08 Jan 2022, 17:12

The BulkTracker Outage

I have been running the BulkTracker web app for keeping track of pkgsrc bulk package build results since about 2015.

After running without problems since the start (!!), the BulkTracker app had its first outage in November of 2021. It turns out that the function that renders the home page returns a 500 if it gets an error from Datastore. The error that was returned was:

rpc error: code = ResourceExhausted desc = Quota exceeded.

After complaining on Twitter, I fixed the handler to return at least a degraded home page in case of Datastore errors. But why was there an error in the first place? According to the “Quotas” page on the Google Cloud Console, there are no Datastore-related quotas that can be exhausted – essentially, you can use as much as you need as long as you pay for it. I fixed the handler to return at least a degraded home page in case of Datastore errors.

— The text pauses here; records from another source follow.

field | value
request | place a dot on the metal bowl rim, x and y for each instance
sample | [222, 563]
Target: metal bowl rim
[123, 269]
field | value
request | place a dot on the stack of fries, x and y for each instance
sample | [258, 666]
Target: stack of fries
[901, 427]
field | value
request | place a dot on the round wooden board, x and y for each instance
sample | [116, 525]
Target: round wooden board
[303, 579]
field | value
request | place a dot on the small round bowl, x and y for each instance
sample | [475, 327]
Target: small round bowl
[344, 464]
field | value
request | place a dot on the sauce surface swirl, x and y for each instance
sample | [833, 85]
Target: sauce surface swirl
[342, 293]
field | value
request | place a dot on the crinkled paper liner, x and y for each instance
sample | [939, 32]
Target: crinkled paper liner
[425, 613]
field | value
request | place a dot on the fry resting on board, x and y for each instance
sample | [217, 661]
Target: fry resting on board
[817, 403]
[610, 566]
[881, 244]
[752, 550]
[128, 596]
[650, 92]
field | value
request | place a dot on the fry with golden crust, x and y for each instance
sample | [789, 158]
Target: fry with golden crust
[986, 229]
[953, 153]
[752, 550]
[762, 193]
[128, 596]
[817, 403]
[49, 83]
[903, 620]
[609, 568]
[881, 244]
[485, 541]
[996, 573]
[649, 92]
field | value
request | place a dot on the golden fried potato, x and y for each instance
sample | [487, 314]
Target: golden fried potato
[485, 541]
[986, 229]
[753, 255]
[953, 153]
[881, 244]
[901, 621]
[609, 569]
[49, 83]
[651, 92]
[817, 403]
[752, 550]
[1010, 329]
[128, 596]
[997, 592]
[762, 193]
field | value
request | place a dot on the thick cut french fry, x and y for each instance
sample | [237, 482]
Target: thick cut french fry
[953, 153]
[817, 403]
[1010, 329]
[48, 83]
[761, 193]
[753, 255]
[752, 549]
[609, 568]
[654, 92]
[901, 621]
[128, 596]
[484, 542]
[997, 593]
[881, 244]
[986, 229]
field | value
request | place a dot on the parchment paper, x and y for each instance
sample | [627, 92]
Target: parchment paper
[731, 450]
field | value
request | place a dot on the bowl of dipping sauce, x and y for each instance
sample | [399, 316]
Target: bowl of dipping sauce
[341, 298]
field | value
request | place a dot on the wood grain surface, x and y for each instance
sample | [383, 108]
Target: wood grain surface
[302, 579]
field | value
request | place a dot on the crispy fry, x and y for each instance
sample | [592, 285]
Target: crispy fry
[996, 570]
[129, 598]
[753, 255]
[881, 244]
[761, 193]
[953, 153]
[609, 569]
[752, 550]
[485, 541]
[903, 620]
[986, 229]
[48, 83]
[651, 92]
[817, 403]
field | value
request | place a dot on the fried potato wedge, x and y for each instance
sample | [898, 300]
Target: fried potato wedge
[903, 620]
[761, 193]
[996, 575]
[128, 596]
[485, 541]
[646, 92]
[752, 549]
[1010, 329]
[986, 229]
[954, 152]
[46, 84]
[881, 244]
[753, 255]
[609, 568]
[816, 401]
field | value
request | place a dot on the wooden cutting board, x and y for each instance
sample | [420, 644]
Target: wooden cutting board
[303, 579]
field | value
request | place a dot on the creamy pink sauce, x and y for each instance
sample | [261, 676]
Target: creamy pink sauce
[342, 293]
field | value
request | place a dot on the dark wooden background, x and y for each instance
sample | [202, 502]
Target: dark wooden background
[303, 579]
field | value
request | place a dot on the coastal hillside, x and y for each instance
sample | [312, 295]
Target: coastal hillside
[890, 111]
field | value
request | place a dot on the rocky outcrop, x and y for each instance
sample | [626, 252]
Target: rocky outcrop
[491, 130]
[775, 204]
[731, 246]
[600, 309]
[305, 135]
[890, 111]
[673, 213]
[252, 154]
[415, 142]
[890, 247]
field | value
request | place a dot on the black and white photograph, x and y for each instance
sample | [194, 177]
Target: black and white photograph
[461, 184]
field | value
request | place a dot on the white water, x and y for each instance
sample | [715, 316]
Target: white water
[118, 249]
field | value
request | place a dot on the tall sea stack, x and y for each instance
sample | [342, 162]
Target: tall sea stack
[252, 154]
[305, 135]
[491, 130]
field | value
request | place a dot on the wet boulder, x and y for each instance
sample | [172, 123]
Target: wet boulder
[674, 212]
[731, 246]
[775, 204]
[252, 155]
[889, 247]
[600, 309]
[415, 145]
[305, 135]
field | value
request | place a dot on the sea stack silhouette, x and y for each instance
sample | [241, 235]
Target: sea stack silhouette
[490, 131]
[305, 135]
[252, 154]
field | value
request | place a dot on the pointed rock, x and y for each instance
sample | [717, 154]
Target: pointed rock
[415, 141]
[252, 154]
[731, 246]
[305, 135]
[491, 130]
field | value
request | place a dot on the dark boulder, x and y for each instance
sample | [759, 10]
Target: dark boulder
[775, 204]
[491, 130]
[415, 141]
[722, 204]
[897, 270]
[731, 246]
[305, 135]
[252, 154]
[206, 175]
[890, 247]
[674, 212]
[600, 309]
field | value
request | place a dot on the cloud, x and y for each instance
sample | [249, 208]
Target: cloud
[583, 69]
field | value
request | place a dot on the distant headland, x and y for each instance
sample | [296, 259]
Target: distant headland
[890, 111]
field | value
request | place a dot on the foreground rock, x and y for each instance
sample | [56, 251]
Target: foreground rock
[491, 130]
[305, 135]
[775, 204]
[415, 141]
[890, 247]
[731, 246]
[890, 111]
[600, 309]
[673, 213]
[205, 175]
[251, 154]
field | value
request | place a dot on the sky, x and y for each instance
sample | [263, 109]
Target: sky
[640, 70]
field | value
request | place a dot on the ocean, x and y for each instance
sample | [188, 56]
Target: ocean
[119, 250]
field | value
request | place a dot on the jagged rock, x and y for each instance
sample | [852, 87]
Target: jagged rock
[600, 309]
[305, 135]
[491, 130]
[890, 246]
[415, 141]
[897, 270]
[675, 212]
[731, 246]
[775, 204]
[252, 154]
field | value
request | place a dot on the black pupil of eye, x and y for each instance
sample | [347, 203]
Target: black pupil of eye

But why was there an error in the first place? I filed an issue (bsiegert/BulkTracker#26) and paused ingestion for the time being.

After several days, I ended up finding a daily spending limit for App Engine. This setting is deprecated and thus kind of hidden in the UI. It turns out that the storage costs were eating almost the entire daily budget! As soon as one build was ingested in a day, the spending limit would be reached, and Cloud Datastore just fails all requests at that point. Not a good failure mode, if you ask me!

After deleting the spending limit, I watched the situation for a day, then I tentatively re-enabled ingestion of new bulk builds. It turns out that solved it! I have since deleted a bunch of old builds, so that there is not as much stored data.

Unfortunately, I never implemented automatic expiration of results, so they have been accumulating ever since. I built a small tool that deletes the detailed data for the n oldest builds in the database, and I notice it would run fairly slowly: deleting a set of 20,000 records would take about 3 minutes. This seems like a lot. The next post in this series will talk about how I made this faster.

Background: Datastore

As an App Engine application, using the App Engine datastore (a NoSQL database) was a logical choice at the time. A SQL database may have been more appropriate for the workload, as I later found out, but the pricing for Google Cloud SQL is prohibitive for a small application.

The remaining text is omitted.